Be aware that this OR after the first block makes nearly always the following parts useless, e.g. in our environment event.action is always "load".

Please check if instead of the "or" "and" would be correct.

/* Look for processes started or libraries loaded from untrusted or unsigned Windows, Linux or macOS binaries */
(event.action in ("exec", "fork", "start", "load")) or

/* Look for Google Drive download URL with AV flag skipping */
(process.args : "*drive.google.com*" and process.args : "*export=download*" and process.args : "*confirm=no_antivirus*")

...

Also the benign process list does not contain firefox and chrome binaries on linux machines, only the windows parts.

...
 and not process.executable:
        ("/bin/terraform",
        "*/bin/dockerd",
        "/usr/local/bin/docker-init",
        "*/bin/go",
        "?:\\Program Files*\\Mozilla Firefox\firefox.exe",
        "?:\\Program Files*\\Google\\Chrome\\Application\\chrome.exe")
...

Update 02-01-2024

After some research and discussion, we have expanded the scope of this rule tuning issue.
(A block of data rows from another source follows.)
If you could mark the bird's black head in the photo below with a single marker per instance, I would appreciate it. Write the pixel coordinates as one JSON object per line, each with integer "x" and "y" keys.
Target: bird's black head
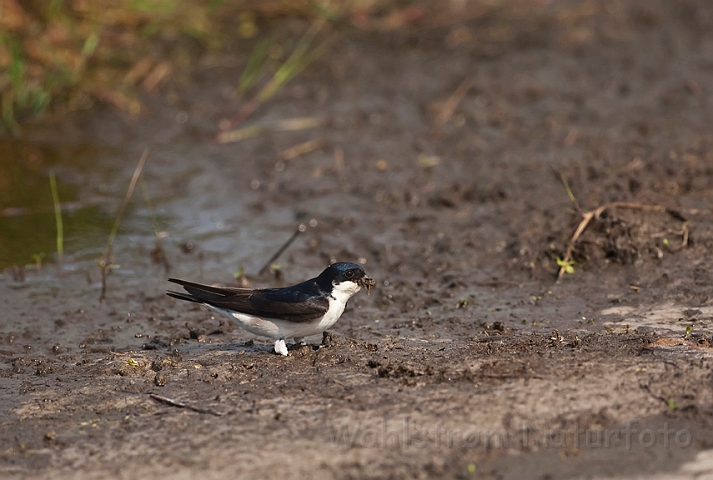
{"x": 344, "y": 272}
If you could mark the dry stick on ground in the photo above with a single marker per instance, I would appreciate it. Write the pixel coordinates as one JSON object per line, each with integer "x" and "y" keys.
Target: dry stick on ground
{"x": 450, "y": 107}
{"x": 107, "y": 261}
{"x": 174, "y": 403}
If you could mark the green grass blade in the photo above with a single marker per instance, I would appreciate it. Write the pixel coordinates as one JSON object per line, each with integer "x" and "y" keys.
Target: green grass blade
{"x": 57, "y": 217}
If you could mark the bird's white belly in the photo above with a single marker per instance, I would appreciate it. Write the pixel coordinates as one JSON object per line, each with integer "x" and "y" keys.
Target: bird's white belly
{"x": 275, "y": 328}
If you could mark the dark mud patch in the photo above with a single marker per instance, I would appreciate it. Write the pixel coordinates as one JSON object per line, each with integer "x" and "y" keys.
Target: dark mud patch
{"x": 468, "y": 357}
We will be decoupling some of the activity attempted to be identified with the original rule, as well as creating new rules to detect similar activity.

Details can be found in the tuning pull request: #3411 (comment)
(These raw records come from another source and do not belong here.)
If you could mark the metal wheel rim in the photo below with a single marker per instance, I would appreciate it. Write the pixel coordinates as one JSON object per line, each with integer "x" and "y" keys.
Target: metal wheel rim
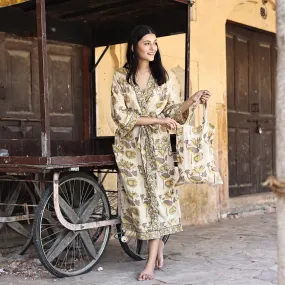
{"x": 104, "y": 241}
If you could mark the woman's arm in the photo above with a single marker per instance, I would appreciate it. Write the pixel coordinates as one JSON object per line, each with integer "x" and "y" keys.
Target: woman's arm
{"x": 203, "y": 95}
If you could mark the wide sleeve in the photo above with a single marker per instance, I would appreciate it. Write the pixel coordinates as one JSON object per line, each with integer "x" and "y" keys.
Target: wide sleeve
{"x": 125, "y": 118}
{"x": 172, "y": 108}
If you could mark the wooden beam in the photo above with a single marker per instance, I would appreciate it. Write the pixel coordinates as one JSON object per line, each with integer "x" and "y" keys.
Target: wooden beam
{"x": 43, "y": 78}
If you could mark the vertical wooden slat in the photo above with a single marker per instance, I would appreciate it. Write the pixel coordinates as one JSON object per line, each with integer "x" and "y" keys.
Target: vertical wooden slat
{"x": 43, "y": 78}
{"x": 280, "y": 138}
{"x": 187, "y": 49}
{"x": 86, "y": 87}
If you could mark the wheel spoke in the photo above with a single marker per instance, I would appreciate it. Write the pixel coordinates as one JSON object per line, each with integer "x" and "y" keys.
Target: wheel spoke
{"x": 62, "y": 243}
{"x": 88, "y": 243}
{"x": 67, "y": 209}
{"x": 88, "y": 211}
{"x": 141, "y": 246}
{"x": 16, "y": 226}
{"x": 13, "y": 200}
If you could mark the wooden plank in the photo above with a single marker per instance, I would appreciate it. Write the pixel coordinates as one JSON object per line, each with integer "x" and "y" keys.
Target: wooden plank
{"x": 6, "y": 3}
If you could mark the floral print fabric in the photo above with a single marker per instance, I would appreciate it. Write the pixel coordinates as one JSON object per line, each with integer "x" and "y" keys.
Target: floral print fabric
{"x": 150, "y": 206}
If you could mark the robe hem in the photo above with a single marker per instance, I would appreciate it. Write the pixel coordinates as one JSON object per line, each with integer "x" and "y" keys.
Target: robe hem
{"x": 156, "y": 234}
A tasklist has been added at the top of this tuning to add additional scope.

This issue has been automatically marked as stale because it has not had recent activity. It will be closed if no further activity occurs. Thank you for your contributions.

Closing this issue. Original tuning has been completed. Further investigation revealed that HTTPS and TLS are used for making connections to Google Drive by default and thus we do not have proper visibility via existing integrations.